Más acostumbrados a faltas laterales ante un rival que se sabía que se mueve bien en el desorden y en la ida y vuelta, el Zamora cayó en su trampa. No hay que volverse loco ni pensar que todo es un desastre; lo bueno es la fecha de esta minicrisis, y que hace no tanto vimos a un equipo rebelarse contra todo y contra todos. Pero necesitamos a ese equipo contra todos los equipos, no sólo contra los cinco de arriba. Con esa rebeldía se aspira a todo; con el otro, a no pasar apuros.
No será justo cuestionar al míster semana tras semana. No lo es. Pero cuando te dicen que el equipo es para ascender tantas veces, al final te lo acabas creyendo. Ese es el problema. Y no, ese problema no viene de la afición: viene de arriba.
Si tus expectativas son una permanencia holgada y casi entras en playoff, tu nota es notable a final de temporada, como fue la anterior. Pero cuando las expectativas tocan techo, todo lo que no sea cumplirlas son fracasos. Y en esa balanza perversa se mueve Juan Sabas.
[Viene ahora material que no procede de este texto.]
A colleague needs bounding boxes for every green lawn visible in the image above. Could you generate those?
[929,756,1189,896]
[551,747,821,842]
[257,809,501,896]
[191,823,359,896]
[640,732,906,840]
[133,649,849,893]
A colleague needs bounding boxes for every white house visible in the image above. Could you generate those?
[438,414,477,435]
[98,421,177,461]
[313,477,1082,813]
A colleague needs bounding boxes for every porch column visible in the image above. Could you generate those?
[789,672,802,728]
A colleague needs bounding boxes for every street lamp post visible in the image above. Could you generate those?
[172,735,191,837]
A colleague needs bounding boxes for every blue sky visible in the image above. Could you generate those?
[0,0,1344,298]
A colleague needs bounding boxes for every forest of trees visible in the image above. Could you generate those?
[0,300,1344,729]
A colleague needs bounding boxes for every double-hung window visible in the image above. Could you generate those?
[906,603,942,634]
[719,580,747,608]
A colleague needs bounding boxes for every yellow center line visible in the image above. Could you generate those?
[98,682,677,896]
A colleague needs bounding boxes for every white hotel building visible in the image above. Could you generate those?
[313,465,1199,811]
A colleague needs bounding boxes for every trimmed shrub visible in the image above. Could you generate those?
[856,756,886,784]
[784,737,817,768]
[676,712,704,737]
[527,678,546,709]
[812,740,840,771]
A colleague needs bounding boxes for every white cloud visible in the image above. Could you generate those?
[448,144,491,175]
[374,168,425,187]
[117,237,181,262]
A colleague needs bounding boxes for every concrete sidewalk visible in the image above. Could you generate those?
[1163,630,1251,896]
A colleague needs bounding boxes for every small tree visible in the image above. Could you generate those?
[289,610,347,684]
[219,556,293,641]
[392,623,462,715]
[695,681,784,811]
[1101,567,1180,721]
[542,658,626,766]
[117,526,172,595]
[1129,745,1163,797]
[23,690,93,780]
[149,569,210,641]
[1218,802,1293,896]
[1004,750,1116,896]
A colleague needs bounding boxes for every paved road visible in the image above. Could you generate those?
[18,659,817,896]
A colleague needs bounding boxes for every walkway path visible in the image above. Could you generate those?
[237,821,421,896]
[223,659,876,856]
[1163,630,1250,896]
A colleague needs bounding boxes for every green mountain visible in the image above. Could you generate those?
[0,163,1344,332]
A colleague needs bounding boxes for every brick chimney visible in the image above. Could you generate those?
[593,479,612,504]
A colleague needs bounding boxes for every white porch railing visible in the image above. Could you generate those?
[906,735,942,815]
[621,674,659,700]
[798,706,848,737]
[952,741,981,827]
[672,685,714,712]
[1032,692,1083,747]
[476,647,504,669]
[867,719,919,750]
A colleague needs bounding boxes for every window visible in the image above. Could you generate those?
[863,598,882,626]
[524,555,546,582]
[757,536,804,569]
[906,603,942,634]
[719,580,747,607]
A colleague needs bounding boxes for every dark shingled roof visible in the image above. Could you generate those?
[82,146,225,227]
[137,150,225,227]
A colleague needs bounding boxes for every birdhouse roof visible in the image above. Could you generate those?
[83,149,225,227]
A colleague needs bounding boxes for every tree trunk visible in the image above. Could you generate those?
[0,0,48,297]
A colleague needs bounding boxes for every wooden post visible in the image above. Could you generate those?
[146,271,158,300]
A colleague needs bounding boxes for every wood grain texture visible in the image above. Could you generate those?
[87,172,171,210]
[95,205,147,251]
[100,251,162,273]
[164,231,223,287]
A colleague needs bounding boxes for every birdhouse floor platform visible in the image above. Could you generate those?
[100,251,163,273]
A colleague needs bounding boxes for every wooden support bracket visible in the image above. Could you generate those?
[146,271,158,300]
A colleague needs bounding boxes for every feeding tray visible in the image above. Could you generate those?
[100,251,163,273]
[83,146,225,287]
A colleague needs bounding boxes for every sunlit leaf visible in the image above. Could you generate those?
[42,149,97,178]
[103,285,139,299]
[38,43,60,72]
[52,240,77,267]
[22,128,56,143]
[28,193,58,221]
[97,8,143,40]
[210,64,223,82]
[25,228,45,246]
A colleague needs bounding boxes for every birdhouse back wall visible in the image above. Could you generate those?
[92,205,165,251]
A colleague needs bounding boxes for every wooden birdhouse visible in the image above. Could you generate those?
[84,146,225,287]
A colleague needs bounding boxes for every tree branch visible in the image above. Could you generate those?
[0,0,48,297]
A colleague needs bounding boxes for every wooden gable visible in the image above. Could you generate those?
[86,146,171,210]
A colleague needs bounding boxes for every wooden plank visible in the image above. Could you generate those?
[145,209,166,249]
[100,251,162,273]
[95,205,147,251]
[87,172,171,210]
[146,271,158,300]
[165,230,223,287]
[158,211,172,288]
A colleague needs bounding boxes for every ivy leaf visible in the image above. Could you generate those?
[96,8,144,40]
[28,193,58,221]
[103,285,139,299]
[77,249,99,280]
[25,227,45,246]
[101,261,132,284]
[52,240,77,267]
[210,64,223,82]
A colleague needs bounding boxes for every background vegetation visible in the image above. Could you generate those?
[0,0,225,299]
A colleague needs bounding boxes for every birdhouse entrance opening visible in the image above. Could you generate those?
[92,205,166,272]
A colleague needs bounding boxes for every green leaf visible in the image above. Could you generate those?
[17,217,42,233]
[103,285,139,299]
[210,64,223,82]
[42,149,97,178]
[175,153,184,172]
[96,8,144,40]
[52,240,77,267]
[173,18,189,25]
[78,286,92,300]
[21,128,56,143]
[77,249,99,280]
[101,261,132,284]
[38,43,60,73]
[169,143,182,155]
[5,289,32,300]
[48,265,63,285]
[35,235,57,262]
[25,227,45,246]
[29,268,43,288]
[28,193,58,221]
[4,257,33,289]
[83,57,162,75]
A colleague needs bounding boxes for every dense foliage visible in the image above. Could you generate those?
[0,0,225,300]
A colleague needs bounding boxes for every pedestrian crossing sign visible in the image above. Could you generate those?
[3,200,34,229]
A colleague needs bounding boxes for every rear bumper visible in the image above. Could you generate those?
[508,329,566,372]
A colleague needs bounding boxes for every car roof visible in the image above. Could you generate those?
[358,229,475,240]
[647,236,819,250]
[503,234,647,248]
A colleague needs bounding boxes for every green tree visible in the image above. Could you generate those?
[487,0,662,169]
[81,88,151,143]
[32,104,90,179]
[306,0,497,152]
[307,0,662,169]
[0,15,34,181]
No, no es culpa de la afición; es de las expectativas. Ahora nos vemos en una situación innecesaria: por la fecha, por los puntos y por ser fuera de casa. Pero la realidad es que se juntan dos equipos el domingo de los que se espera mucho, y ninguno cumple con lo que se espera de ellos.
El Zamora va a Ponferrada con dos derrotas, y si se sumara una tercera, podría poner “en el descuento” a Sabas. Y no, probablemente no sería justo. Serán las expectativas.